Ils croiraient s’abaisser, dans leurs vers monstrueux,
S’ils pensaient ce qu’un autre a pu penser comme eux.
Évitons ces excès ; laissons à l’Italie
De tous ces faux brillants l’éclatante folie.
Tout doit tendre au bon sens, mais pour y parvenir
Le chemin est glissant et pénible à tenir ;
Pour peu qu’on s’en écarte, aussitôt on se noie :
La raison pour marcher n’a souvent qu’une voie.
Un auteur quelquefois, trop plein de son objet,
Jamais sans l’épuiser n’abandonne un sujet.

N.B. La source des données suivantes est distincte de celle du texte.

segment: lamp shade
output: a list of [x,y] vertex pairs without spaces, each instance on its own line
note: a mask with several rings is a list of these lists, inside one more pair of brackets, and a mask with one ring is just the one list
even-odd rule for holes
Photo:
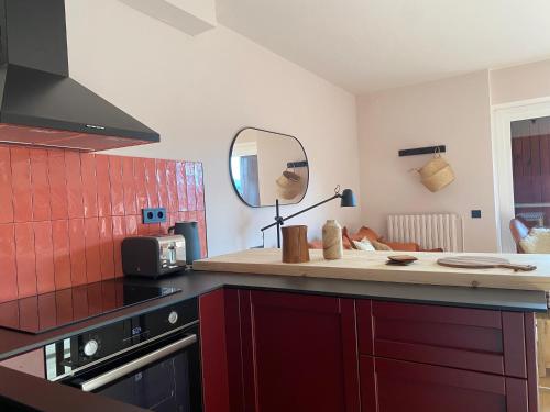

S’il rencontre un palais, il m’en dépeint la face,
Il me promène après de terrasse en terrasse :
Ici s’offre un perron, là règne un corridor,
Là ce balcon s’enferme en un balustre d’or ;
Il compte des plafonds les ronds et les ovales ;
« Ce ne sont que festons, ce ne sont qu’astragales. »
Je saute vingt feuillets pour en trouver la fin,
Et je me sauve à peine au travers du jardin.
Fuyez de ces auteurs l’abondance stérile,
Et ne vous chargez point d’un détail inutile :
Tout ce qu’on dit de trop est fade et rebutant,
L’esprit rassasié le rejette à l’instant.
Qui ne sait se borner ne sut jamais écrire.
Souvent la peur d’un mal nous conduit dans un pire :
Un vers était trop faible, et vous le rendez dur ;
J’évite d’être long, et je deviens obscur.